# Screen printing business plan



## da_real_nikoi (Mar 22, 2010)

Hi!

My name is Nikki. I have come upon this great opportunity to acquire the screen printing business where I usually get my shirts printed. Now, it's just a matter of coming up with the funds to purchase the business and have some cash flow to finance the business. 

I don't have much saved up and all I could think of is applying for a business loan. Here in Canada, there is a national charity called Canadian Youth Business Foundation that helps young entrepreneurs to launch their business. I have checked it out and I think it's the way to go. I just need to come up with a solid business plan so I can get approved for the start-up loan. 

Does anyone know/have a business plan sample for a screen printing business? Any help would be greatly appreciated! 


Thanks!


----------



## hdem (Mar 1, 2008)

1.) Learn the ins and outs of screen printing to make sure you understand it.

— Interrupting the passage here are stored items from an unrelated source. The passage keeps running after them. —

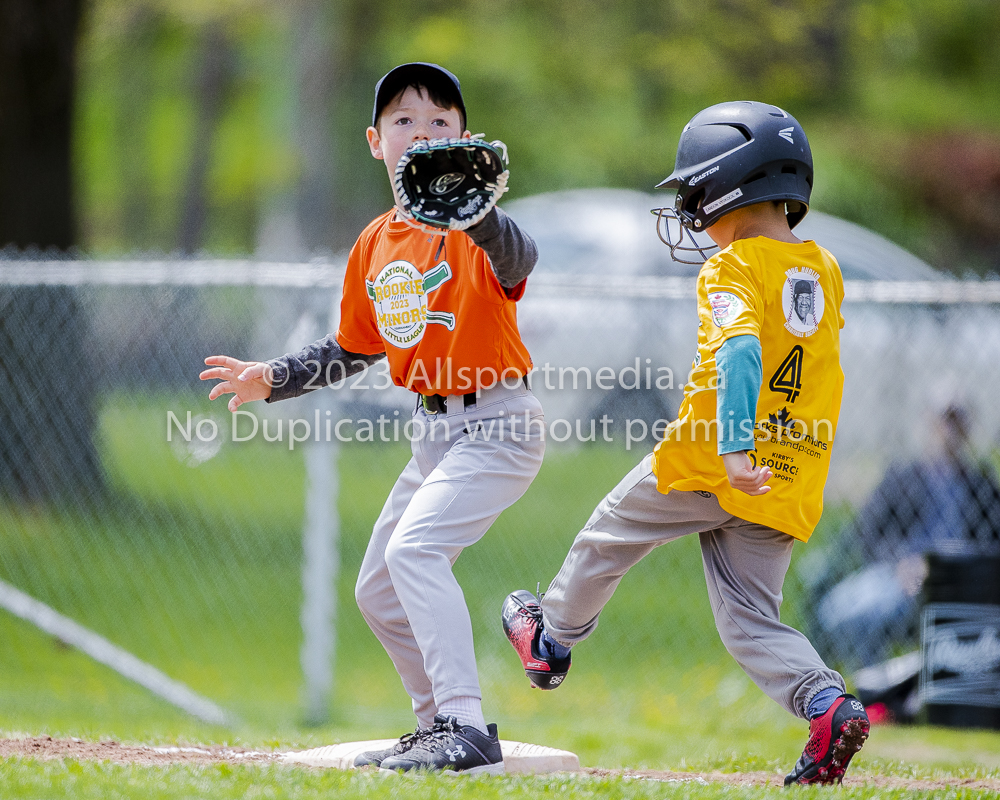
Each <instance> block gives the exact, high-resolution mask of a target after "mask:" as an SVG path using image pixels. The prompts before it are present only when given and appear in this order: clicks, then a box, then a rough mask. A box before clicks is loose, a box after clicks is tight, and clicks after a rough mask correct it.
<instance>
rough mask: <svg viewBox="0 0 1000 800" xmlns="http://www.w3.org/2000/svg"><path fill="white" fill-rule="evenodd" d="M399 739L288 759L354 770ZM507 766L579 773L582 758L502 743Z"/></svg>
mask: <svg viewBox="0 0 1000 800" xmlns="http://www.w3.org/2000/svg"><path fill="white" fill-rule="evenodd" d="M397 741H399V740H398V739H375V740H373V741H370V742H344V743H342V744H331V745H327V746H326V747H316V748H313V749H312V750H300V751H298V752H294V753H285V754H284V760H285V761H287V762H290V763H293V764H305V765H306V766H310V767H329V768H331V769H353V768H354V759H355V758H356V757H357V756H358V755H360V754H361V753H364V752H365V751H367V750H384V749H386V748H387V747H392V745H394V744H395V743H396V742H397ZM500 750H501V751H502V752H503V763H504V766H505V767H506V768H507V772H509V773H522V774H523V773H541V772H579V770H580V759H579V758H578V757H577V755H576V753H570V752H569V751H568V750H556V749H555V748H554V747H544V746H543V745H540V744H526V743H524V742H505V741H503V740H502V739H501V740H500Z"/></svg>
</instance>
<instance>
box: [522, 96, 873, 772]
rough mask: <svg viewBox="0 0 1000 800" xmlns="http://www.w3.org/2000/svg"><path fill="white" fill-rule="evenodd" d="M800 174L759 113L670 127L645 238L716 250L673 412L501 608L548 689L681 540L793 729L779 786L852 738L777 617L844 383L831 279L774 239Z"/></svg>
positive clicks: (766, 691) (722, 620) (842, 758)
mask: <svg viewBox="0 0 1000 800" xmlns="http://www.w3.org/2000/svg"><path fill="white" fill-rule="evenodd" d="M812 181H813V169H812V156H811V153H810V150H809V144H808V141H807V140H806V136H805V133H804V132H803V131H802V128H801V127H800V126H799V124H798V123H797V122H796V121H795V120H794V119H793V118H792V117H791V116H789V115H788V114H787V113H785V112H784V111H782V110H781V109H779V108H777V107H775V106H770V105H765V104H763V103H753V102H731V103H722V104H720V105H716V106H712V107H711V108H708V109H706V110H704V111H702V112H701V113H699V114H698V115H696V116H695V117H694V118H693V119H692V120H691V121H690V122H689V123H688V124H687V126H686V127H685V128H684V131H683V132H682V134H681V139H680V142H679V144H678V148H677V163H676V166H675V168H674V172H673V173H672V174H671V175H670V177H668V178H667V179H666V180H665V181H663V183H661V184H659V186H660V187H664V188H669V189H676V190H677V198H676V202H675V204H674V208H673V209H657V212H658V222H657V224H658V226H659V225H661V224H662V225H663V226H664V228H665V230H666V236H664V234H663V233H662V232H661V238H663V239H664V241H665V243H666V244H668V246H670V248H671V252H672V253H674V254H675V257H678V256H681V257H683V254H684V253H693V252H697V251H700V250H703V248H700V247H699V246H698V244H697V241H696V240H695V239H694V237H693V236H692V235H691V232H701V231H704V232H705V233H707V234H708V236H709V237H711V239H712V240H713V241H714V242H715V243H716V245H717V246H718V247H719V248H720V249H719V251H718V252H717V253H715V255H713V256H712V257H710V258H708V260H707V261H705V263H704V266H702V268H701V270H700V272H699V275H698V293H697V296H698V321H699V326H698V352H697V355H696V357H695V360H694V364H693V366H692V369H691V375H690V380H689V382H688V384H687V386H686V387H685V392H684V400H683V402H682V403H681V407H680V409H679V412H678V417H677V419H676V420H674V422H672V423H671V424H670V426H669V427H668V428H667V430H666V433H665V437H664V440H663V441H662V442H661V443H660V444H658V445H657V446H656V448H655V450H654V451H653V452H652V453H651V454H649V455H648V456H646V458H645V459H643V461H642V462H641V463H640V464H639V466H637V467H636V468H635V469H634V470H632V471H631V472H630V473H629V474H628V475H626V476H625V478H624V479H623V480H622V481H621V483H619V484H618V486H617V487H616V488H615V489H614V490H612V492H611V493H610V494H609V495H608V496H607V497H606V498H604V500H603V501H602V502H601V503H600V505H598V507H597V509H596V510H595V511H594V513H593V515H592V516H591V517H590V520H589V521H588V522H587V525H586V527H584V529H583V530H582V531H581V532H580V533H579V534H578V536H577V537H576V540H575V541H574V542H573V546H572V548H571V549H570V552H569V554H568V555H567V556H566V559H565V561H564V562H563V566H562V569H561V570H560V571H559V573H558V575H556V577H555V579H554V580H553V582H552V584H551V585H550V586H549V589H548V592H546V594H545V595H544V599H539V598H535V597H534V596H533V595H532V594H531V593H530V592H527V591H523V590H522V591H518V592H514V593H513V594H511V595H510V596H509V597H508V598H507V600H506V602H505V603H504V607H503V624H504V629H505V631H506V633H507V636H508V638H509V639H510V641H511V643H512V644H513V645H514V648H515V650H517V652H518V654H519V656H520V657H521V661H522V664H523V666H524V668H525V671H526V672H527V673H528V677H529V678H530V679H531V680H532V682H533V683H534V684H535V685H537V686H540V687H541V688H544V689H552V688H555V687H556V686H558V685H560V684H561V683H562V681H563V680H564V678H565V676H566V673H567V671H568V670H569V666H570V647H572V646H573V645H574V644H576V643H578V642H580V641H581V640H583V639H585V638H586V637H587V636H589V635H590V634H591V633H592V632H593V631H594V629H595V628H596V627H597V622H598V616H599V614H600V612H601V609H602V608H603V607H604V605H605V603H607V601H608V600H609V599H610V598H611V595H612V594H613V593H614V590H615V588H616V587H617V586H618V583H619V582H620V581H621V579H622V577H623V576H624V575H625V573H626V572H627V571H628V570H629V568H630V567H632V565H634V564H635V563H637V562H638V561H639V560H641V559H642V558H643V557H644V556H646V555H647V554H648V553H649V552H650V551H651V550H653V548H655V547H657V546H659V545H662V544H666V543H667V542H670V541H672V540H674V539H677V538H679V537H681V536H685V535H688V534H698V536H699V539H700V542H701V550H702V561H703V564H704V568H705V578H706V581H707V584H708V594H709V599H710V602H711V606H712V611H713V613H714V614H715V621H716V627H717V628H718V631H719V634H720V635H721V637H722V639H723V642H724V643H725V645H726V649H727V650H729V652H730V654H731V655H732V656H733V658H734V659H736V661H737V663H739V665H740V666H741V667H742V668H743V669H744V671H745V672H746V673H747V674H748V675H749V676H750V677H751V678H752V679H753V681H754V682H755V683H756V684H757V685H758V686H759V687H760V688H761V689H763V690H764V692H765V693H766V694H767V695H768V696H770V697H771V698H772V699H774V700H775V701H777V702H778V703H780V704H781V705H782V706H784V707H785V708H786V709H787V710H788V711H790V712H791V713H792V714H795V715H796V716H799V717H802V718H805V719H809V720H810V738H809V742H808V744H807V745H806V748H805V751H804V752H803V754H802V756H801V758H800V759H799V760H798V762H797V763H796V764H795V767H794V768H793V769H792V771H791V772H790V773H789V774H788V776H787V777H786V778H785V783H786V784H790V783H839V782H840V780H841V779H842V777H843V775H844V771H845V770H846V768H847V765H848V763H849V762H850V759H851V757H852V756H853V755H854V753H855V752H857V750H859V749H860V748H861V745H862V744H863V743H864V741H865V739H866V737H867V736H868V729H869V723H868V718H867V716H866V714H865V710H864V707H863V706H862V705H861V703H860V702H858V700H857V699H855V698H854V697H852V696H851V695H848V694H845V693H844V689H845V687H844V680H843V678H842V677H841V676H840V675H839V674H837V673H836V672H834V671H833V670H831V669H829V668H828V667H827V666H826V665H825V664H824V663H823V661H822V659H821V658H820V657H819V655H818V654H817V653H816V651H815V649H814V648H813V647H812V645H811V644H810V643H809V641H808V640H807V639H806V638H805V636H803V635H802V634H801V633H799V632H798V631H796V630H794V629H793V628H790V627H788V626H787V625H784V624H782V623H781V621H780V619H779V613H778V611H779V606H780V604H781V588H782V583H783V581H784V577H785V572H786V571H787V569H788V565H789V562H790V559H791V553H792V545H793V543H794V541H795V540H796V539H798V540H800V541H803V542H804V541H807V540H808V539H809V536H810V535H811V533H812V531H813V528H814V527H815V526H816V523H817V522H818V521H819V518H820V514H821V513H822V510H823V487H824V484H825V483H826V478H827V473H828V470H829V463H830V452H831V448H832V446H833V440H834V435H835V433H836V429H837V416H838V414H839V411H840V401H841V395H842V389H843V383H844V374H843V371H842V370H841V367H840V328H841V327H842V326H843V324H844V320H843V317H842V316H841V313H840V305H841V301H842V300H843V296H844V287H843V280H842V278H841V275H840V268H839V266H838V265H837V262H836V260H835V259H834V258H833V256H832V255H830V253H828V252H827V251H826V250H824V249H823V248H822V247H820V246H819V245H817V244H816V243H815V242H812V241H802V240H800V239H798V238H797V237H796V236H795V234H794V233H792V229H793V228H794V227H795V225H796V224H797V223H798V222H799V220H801V219H802V217H803V216H805V213H806V211H807V209H808V203H809V196H810V192H811V189H812ZM668 219H671V220H673V222H671V223H670V225H672V226H676V227H669V226H667V224H666V223H667V220H668ZM672 231H673V232H676V235H671V232H672ZM685 236H686V239H685ZM704 255H706V253H704V252H703V253H702V257H704Z"/></svg>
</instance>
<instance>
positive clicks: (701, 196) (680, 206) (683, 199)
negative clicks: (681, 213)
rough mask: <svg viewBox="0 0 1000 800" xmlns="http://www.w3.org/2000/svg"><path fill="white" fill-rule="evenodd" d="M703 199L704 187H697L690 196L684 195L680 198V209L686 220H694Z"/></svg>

2.) Ask about their current and historical sales and profits along with their overhead. You need to know this to make sure it's a profitable business.

3.) Mention ways you would promote the business to make it sound like you are innovative. Also mention ways you can make the business more efficient and profitable.

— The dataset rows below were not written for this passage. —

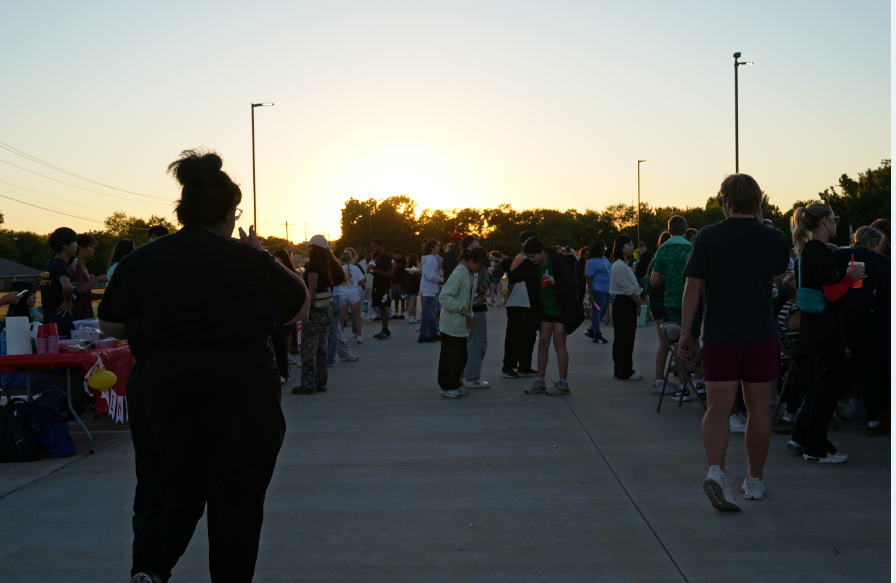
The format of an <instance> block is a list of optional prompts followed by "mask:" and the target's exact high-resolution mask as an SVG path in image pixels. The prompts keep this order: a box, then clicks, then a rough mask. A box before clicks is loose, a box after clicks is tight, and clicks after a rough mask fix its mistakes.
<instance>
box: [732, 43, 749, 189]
mask: <svg viewBox="0 0 896 583" xmlns="http://www.w3.org/2000/svg"><path fill="white" fill-rule="evenodd" d="M739 58H740V53H734V173H735V174H737V173H739V172H740V149H739V144H738V127H737V68H738V67H740V66H741V65H752V64H753V62H752V61H743V62H741V61H738V59H739Z"/></svg>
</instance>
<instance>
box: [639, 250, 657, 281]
mask: <svg viewBox="0 0 896 583" xmlns="http://www.w3.org/2000/svg"><path fill="white" fill-rule="evenodd" d="M652 259H653V253H651V252H650V251H645V252H644V253H642V254H641V256H640V257H638V265H636V266H635V277H637V278H638V280H641V279H644V278H645V277H647V268H648V267H650V261H651V260H652Z"/></svg>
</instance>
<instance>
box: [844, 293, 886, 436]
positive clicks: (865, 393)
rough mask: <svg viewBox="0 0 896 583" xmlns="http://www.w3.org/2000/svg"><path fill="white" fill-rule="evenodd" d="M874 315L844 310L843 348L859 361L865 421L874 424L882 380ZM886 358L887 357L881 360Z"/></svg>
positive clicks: (875, 320) (877, 418)
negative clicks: (845, 346) (866, 414)
mask: <svg viewBox="0 0 896 583" xmlns="http://www.w3.org/2000/svg"><path fill="white" fill-rule="evenodd" d="M877 320H878V319H877V315H876V314H875V313H874V312H872V311H871V310H863V311H858V310H846V322H845V324H846V345H847V346H848V347H849V352H850V354H852V355H853V356H855V357H856V358H857V359H858V360H859V364H860V366H861V375H862V392H863V393H864V395H865V412H866V413H868V421H878V420H879V419H880V410H881V408H882V406H883V398H884V379H883V377H882V376H881V363H880V359H881V357H882V354H881V351H880V350H881V346H882V343H881V338H880V327H879V324H878V321H877ZM884 358H889V354H887V355H886V356H884Z"/></svg>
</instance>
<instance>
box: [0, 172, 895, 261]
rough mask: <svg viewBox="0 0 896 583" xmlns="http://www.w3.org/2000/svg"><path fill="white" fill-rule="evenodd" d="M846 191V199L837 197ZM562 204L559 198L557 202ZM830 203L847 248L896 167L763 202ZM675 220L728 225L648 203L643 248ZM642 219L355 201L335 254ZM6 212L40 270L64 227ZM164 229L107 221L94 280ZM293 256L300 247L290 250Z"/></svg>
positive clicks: (885, 208)
mask: <svg viewBox="0 0 896 583" xmlns="http://www.w3.org/2000/svg"><path fill="white" fill-rule="evenodd" d="M838 189H839V192H838ZM558 198H560V197H558ZM813 202H824V203H825V204H827V205H829V206H830V207H831V208H832V209H833V210H834V212H835V213H836V214H837V215H839V216H840V223H839V225H838V227H837V240H836V242H837V244H839V245H846V244H848V240H849V232H850V226H851V227H853V228H854V229H857V228H859V227H860V226H863V225H868V224H871V223H872V222H873V221H875V220H876V219H880V218H886V219H889V218H890V160H883V161H882V162H881V164H880V166H879V167H878V168H875V169H871V168H869V169H868V170H867V171H865V172H860V173H859V176H858V179H857V180H853V179H852V178H850V177H849V176H847V175H846V174H843V175H842V176H841V177H840V180H839V183H838V185H837V186H831V187H828V188H825V189H824V191H823V192H820V193H818V195H817V197H815V198H813V199H807V200H800V201H797V202H796V203H794V204H793V205H792V206H791V207H790V208H789V209H786V210H784V211H782V210H781V209H780V208H779V207H778V206H776V205H774V204H772V203H771V201H770V199H769V196H768V195H765V196H763V200H762V214H763V217H765V218H767V219H770V220H771V221H772V222H773V223H774V226H775V227H776V228H778V229H781V230H782V231H784V232H785V233H788V234H789V233H790V225H789V221H790V216H791V215H792V213H793V210H794V209H795V208H797V207H799V206H806V205H807V204H811V203H813ZM673 215H681V216H683V217H685V218H686V219H687V221H688V226H690V227H694V228H696V229H701V228H703V227H705V226H707V225H711V224H713V223H717V222H719V221H721V220H724V218H725V217H724V215H723V214H722V209H721V207H719V206H718V203H717V202H716V199H715V197H710V198H709V199H708V200H707V201H706V204H705V205H703V206H700V207H685V208H678V207H652V206H650V205H649V204H648V203H645V202H642V203H641V240H643V241H646V242H647V244H648V247H649V248H651V249H653V248H655V246H656V241H657V239H658V238H659V235H660V233H662V232H663V231H665V230H666V223H667V221H668V220H669V218H670V217H671V216H673ZM637 222H638V221H637V212H636V208H635V206H633V205H630V204H614V205H610V206H608V207H607V208H605V209H604V210H603V211H596V210H590V209H589V210H586V211H585V212H578V211H575V210H568V211H560V210H555V209H531V210H515V209H514V208H513V207H512V206H511V205H510V204H501V205H498V206H497V207H495V208H489V209H475V208H463V209H430V208H427V209H423V210H420V211H418V210H417V204H416V202H414V200H413V199H411V198H410V197H408V196H405V195H402V196H393V197H390V198H387V199H385V200H382V201H376V200H374V199H368V200H357V199H354V198H350V199H349V200H347V201H346V202H345V204H344V206H343V209H342V218H341V223H342V235H341V237H340V239H338V240H337V241H334V245H333V247H334V251H335V250H341V249H344V248H345V247H353V248H355V249H356V250H358V251H359V252H362V251H364V250H367V249H369V248H370V241H371V239H374V238H377V237H379V238H382V239H384V240H385V241H386V245H387V246H388V247H389V249H391V248H393V247H401V248H402V249H404V250H405V252H406V253H419V250H420V246H421V244H422V241H423V239H425V238H430V239H436V240H438V241H442V242H445V241H448V239H449V238H450V236H451V234H452V233H454V232H459V233H463V234H471V235H476V236H477V237H479V238H480V240H481V241H482V243H481V244H482V246H483V247H485V248H486V249H489V250H491V249H508V250H509V251H511V253H512V252H514V251H515V250H516V249H517V248H518V246H519V242H518V238H519V234H520V233H521V232H522V231H524V230H527V229H531V230H533V231H535V232H537V233H538V234H539V235H540V236H541V237H542V238H543V239H544V240H545V242H547V243H548V244H549V245H563V246H570V247H573V248H575V249H579V248H581V247H584V246H589V247H590V246H591V245H593V244H594V243H595V242H597V241H603V242H604V243H605V244H606V245H607V247H608V248H612V245H613V241H614V240H615V239H616V236H617V235H619V234H622V233H624V234H626V235H629V236H631V237H632V238H636V237H637ZM2 225H3V214H2V212H0V257H3V258H5V259H9V260H11V261H15V262H16V263H21V264H23V265H27V266H29V267H33V268H34V269H41V268H42V267H43V266H44V265H45V264H46V263H47V261H49V260H50V258H51V257H52V255H53V254H52V251H50V248H49V246H48V245H47V237H48V234H49V232H52V231H53V229H55V228H56V227H58V226H63V225H62V224H54V225H52V228H49V229H48V232H47V234H38V233H34V232H31V231H12V230H9V229H3V228H2ZM152 225H163V226H165V227H167V228H168V230H169V231H171V232H173V231H175V230H176V229H177V227H176V226H175V225H173V224H172V223H171V222H170V221H168V220H166V219H164V218H162V217H157V216H150V217H149V218H148V219H142V218H138V217H132V216H129V215H127V214H126V213H124V212H121V211H116V212H115V213H113V214H112V215H111V216H109V217H108V218H106V220H105V221H104V224H103V227H104V228H103V229H95V230H92V231H88V232H87V234H89V235H91V236H93V237H94V238H95V239H96V240H97V247H96V255H95V256H94V258H93V259H92V260H90V261H88V262H87V269H88V271H90V273H94V274H100V273H105V272H106V266H107V264H108V262H109V257H110V256H111V254H112V251H113V249H114V248H115V244H116V243H117V242H118V240H120V239H131V240H133V241H134V244H135V245H137V246H140V245H143V244H145V243H146V242H147V241H148V238H149V235H148V229H149V227H150V226H152ZM265 244H266V245H267V246H268V247H271V248H273V247H286V246H287V241H285V240H284V239H282V238H279V237H268V238H266V239H265ZM289 245H290V246H291V247H292V248H293V249H296V248H299V249H301V248H302V246H301V245H295V244H294V243H290V244H289Z"/></svg>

my laptop is about to die so if I think of more I'll add on later!


----------



## 73eyes (Jan 22, 2010)

If you're going to be banking around for a business loan, the "Business Plan Pro" program can be pretty helpful for formulating a business plan. It comes with a couple books on starting / acquiring a business as well. Its about $100, but money well spent if it helps get the loan you need.


----------